Wisst Ihr, was ein Straßenfeger ist? Ich meine das nicht im
wörtlichen Sinne, da steht kein Mann auf der Straße mit einem Besen
in der Hand. Aber im übertragenen Sinne ist es genau so: Am Sonntag
Abend gibt es den letzten Straßenfeger im öffentlich-rechtlichen
deutschen Fernsehen: Den Tatort. Ein Straßenfeger ist also eine
Fernsehsendung, die so viele Menschen sehen wollen, dass die
Straßen wie leergefegt sind. Rund 10 Millionen Menschen in
Deutschland sehen den Tatort jeden Sonntag Abend – und die Zahlen
steigen. Der Tatort ist eine Krimi-Reihe. Der erste Tatort lief am
29. November 1970, mittlerweile gab es über 900 Folgen. Jeder
Tatort ist 90 Minuten lang und beginnt am Sonntag um 20.15 Uhr im
Ersten Deutschen Fernsehen, „Das Erste“. Auch die Schweiz und
Österreich gehören zum Tatort-Gebiet, auch sie produzieren eigene
Filme.
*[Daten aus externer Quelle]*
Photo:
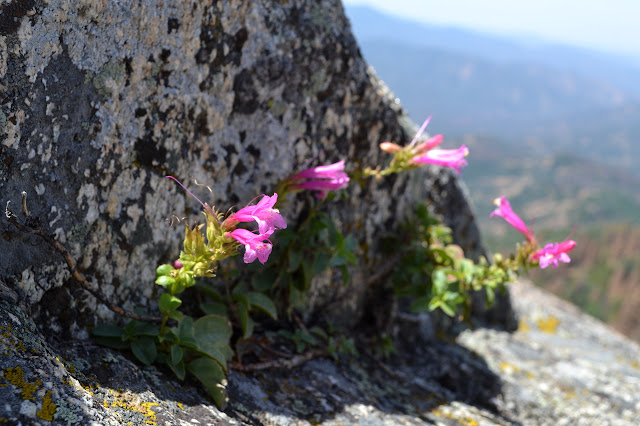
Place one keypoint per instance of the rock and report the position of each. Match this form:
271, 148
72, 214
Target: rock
101, 100
560, 367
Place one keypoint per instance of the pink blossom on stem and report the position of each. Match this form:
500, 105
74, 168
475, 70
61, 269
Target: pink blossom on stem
553, 253
430, 143
322, 178
267, 218
255, 245
453, 158
504, 211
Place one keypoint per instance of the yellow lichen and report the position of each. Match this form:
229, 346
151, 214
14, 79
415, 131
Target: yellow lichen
548, 324
48, 408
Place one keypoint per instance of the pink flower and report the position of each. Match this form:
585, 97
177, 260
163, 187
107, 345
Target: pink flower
505, 212
553, 253
255, 245
322, 178
267, 218
453, 158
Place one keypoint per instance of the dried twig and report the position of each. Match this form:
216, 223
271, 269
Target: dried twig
12, 218
280, 363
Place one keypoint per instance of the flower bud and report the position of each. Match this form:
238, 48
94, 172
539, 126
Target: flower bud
165, 281
390, 147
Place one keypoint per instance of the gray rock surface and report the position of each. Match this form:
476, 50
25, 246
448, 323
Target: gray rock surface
102, 99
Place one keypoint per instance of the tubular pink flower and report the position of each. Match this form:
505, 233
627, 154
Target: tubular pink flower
453, 158
505, 212
322, 178
553, 253
255, 245
267, 218
430, 143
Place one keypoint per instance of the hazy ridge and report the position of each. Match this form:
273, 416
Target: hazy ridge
554, 128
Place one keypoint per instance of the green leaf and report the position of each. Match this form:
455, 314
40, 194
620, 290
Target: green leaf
144, 349
214, 308
210, 374
176, 354
185, 333
246, 323
178, 369
176, 315
262, 302
439, 281
421, 304
107, 330
294, 258
168, 303
164, 270
319, 332
138, 328
447, 309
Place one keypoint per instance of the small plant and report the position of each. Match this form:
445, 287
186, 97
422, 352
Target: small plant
435, 273
432, 271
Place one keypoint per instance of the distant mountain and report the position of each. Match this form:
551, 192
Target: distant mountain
468, 93
541, 98
555, 129
619, 71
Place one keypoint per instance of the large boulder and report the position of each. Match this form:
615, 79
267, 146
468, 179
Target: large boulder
101, 100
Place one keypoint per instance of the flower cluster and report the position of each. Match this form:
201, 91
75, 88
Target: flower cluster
550, 254
416, 154
257, 245
223, 236
322, 179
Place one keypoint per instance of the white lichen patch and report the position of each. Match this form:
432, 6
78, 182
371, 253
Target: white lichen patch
3, 57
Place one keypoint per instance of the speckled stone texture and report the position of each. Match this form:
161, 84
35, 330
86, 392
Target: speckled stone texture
101, 99
560, 367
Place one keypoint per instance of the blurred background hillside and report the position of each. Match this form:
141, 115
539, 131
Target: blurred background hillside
551, 124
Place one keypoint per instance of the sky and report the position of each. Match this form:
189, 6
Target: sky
610, 25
Jede Woche ist ein anderes Team an der Reihe – es gibt viele
verschiedene Tatort-Ermittler in verschiedenen Städten. 21 Teams
sind es zur Zeit. Hier in München ermitteln zwei ältere Herren,
Batic und Leitmayr heißen sie im Film. Über 60 Fälle haben sie
schon miteinander gelöst. Andere Teams kommen nicht so gut an und
werden nach wenigen Folgen wieder abgesetzt. Am längsten dabei ist
Kriminalhauptkommissarin Lena Odenthal, die in Ludwigshafen am
Rhein ermittelt – und zwar seit 1989. Gespielt wird sie von der
Schauspielerin Ulrike Folkerts. Sehr beliebt ist das Team aus
Münster, gespielt von Jan Josef Liefers und Axel Prahl. Die
Tatort-Episoden aus Münster sind sehr lustig und kommen daher gut
an. Mit der Zeit kennt man die verschiedenen Teams gut, man kennt
ihre Familiengeschichte und ihre Macken, und das macht sie
sympathisch. Und man erkennt natürlich die Drehorte, wenn der
Tatort in der eigenen Stadt spielt. Genau diese Zusammensetzung aus
verschiedenen Teams ist es wahrscheinlich, die den Tatort so
erfolgreich macht. Jeder hat ein Lieblings-Team, und für jeden
Geschmack ist etwas dabei. Es gibt alte Ermittler und junge, es
gibt natürlich Männer und Frauen als Hauptdarsteller, es gibt
düstere und traurige Folgen und auch komische und schräge Folgen.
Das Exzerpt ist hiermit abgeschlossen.